8.1 Foreign key association
8.1.1 Ordinary foreign key association
Part of the data in the sales record table, city information table and product information table are given as below:
Sales record table (fact table):
recordid | product | product_city | sale_city | amount | … |
---|---|---|---|---|---|
sr100001 | p1006 | c105 | c103 | 603 | … |
sr100002 | p1005 | c105 | c102 | 1230 | … |
sr100003 | p1003 | c102 | c102 | 885 | … |
… | … | … | … | … | … |
City information table (dimension table):
cityid | name | state | … |
---|---|---|---|
c101 | New York | New York | … |
c102 | Miami | Florida | … |
c103 | Los Angeles | California | … |
… | … | … | … |
Product information table (dimension table):
productid | pclass | … |
---|---|---|
p1001 | A | … |
p1002 | A | … |
p1003 | B | … |
… | … | … |
Perform the following calculations based on the above data:
1. One fact table and one dimension table - aggregate the sales of each product.
2. One fact table and multiple dimension tables - count the sales of each product of each state.
3. Reuse dimension table
1) Find the sales record of product sold and manufactured in the same state.

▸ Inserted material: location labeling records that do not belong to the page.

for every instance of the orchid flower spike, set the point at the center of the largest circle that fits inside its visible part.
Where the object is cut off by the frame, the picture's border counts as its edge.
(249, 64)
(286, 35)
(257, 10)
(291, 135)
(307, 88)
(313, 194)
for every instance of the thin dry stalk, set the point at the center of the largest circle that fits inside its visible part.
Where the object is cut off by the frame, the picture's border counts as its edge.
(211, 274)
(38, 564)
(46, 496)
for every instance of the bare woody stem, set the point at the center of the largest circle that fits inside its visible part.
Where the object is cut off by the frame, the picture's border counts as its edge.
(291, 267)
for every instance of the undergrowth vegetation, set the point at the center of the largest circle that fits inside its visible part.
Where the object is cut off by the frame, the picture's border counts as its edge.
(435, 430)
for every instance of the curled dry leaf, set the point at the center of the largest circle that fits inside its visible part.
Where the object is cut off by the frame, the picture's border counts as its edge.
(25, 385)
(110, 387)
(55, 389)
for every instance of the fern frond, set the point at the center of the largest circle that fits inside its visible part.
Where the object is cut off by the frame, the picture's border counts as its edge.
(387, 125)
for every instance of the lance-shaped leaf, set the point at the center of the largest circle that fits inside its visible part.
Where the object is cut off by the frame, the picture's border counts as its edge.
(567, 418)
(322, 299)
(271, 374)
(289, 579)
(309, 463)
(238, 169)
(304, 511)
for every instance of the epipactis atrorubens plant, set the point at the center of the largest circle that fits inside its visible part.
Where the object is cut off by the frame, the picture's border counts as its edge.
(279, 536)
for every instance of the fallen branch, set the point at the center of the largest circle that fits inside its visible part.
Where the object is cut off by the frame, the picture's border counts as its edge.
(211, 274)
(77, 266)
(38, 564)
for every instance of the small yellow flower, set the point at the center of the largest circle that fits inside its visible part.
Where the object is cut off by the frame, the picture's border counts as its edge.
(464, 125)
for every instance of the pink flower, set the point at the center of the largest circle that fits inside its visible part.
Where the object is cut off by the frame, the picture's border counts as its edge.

2) Calculate the sales of product sold in California.
3) Calculate the total sales of each state as the place of production.
4. Multi-layer dimension table – find the sales records of product manufactured and sold in the same state.
Sometimes, the city information of a certain product is not in the sales record table but in the product information table. In this case, the association is a multi-layer dimension table association.
The modified sales record table and product information table are as follows:
Sales record table 2:
recordid | product | sale_city | amount | … |
---|---|---|---|---|
sr100001 | p1003 | c104 | 380 | … |
sr100002 | p1005 | c103 | 400 | … |
sr100003 | p1003 | c104 | 626 | … |
… | … | … | … | … |
Product information table 2:
productid | product_city | … |
---|---|---|
p1001 | c104 | … |
p1002 | c103 | … |
p1003 | c102 | … |
… | … | … |
SPL
A | B | |
---|---|---|
1 | =file(“SaleRecord.csv”).import@tc() | |
2 | =file(“Product.csv”).import@tc() | |
3 | =A1.switch(product,A2:productid) | /1. One fact table and one dimension table |
4 | =A3.groups(product.pclass;sum(amount):amount) | /1. One fact table and one dimension table |
5 | =file(“City.csv”).import@tc() | |
6 | =A1.switch(product,A2:productid;sale_city,A5:cityid) | /2. One fact table and multiple dimension tables |
7 | =A6.groups(sale_city.state,product.pclass;sum(amount):amount) | /2. One fact table and multiple dimension tables |
8 | =A1.switch(sale_city,A5:cityid;product_city,A5:cityid) | /3. Reuse dimension table |
9 | =A8.select(sale_city.state==product_city.state).(recordid) | /3. Reuse dimension table |
10 | =A8.select(sale_city.state==“California”).sum(amount) | /The sales of product sold in California |
11 | =A8.groups(product_city.state;sum(amount):amount) | /The total sales of each state as the place of production. |
12 | =file(“SaleRecord2.csv”).import@tc() | |
13 | =file(“Product2.csv”).import@tc() | |
14 | =A13.switch(product_city,A5:cityid) | /4. Multi-layer dimension table |
15 | =A12.switch(sale_city,A5:cityid;product,A14:productid) | /4. Multi-layer dimension table |
16 | =A15.select(sale_city.state==product.product_city.state).(recordid) | /4. Multi-layer dimension table |
The switch() function is to convert the foreign key field to the corresponding dimension table record. This function only references the dimension table record and does not copy the data and, it can parse multiple association relations at the same time and reuse the relations.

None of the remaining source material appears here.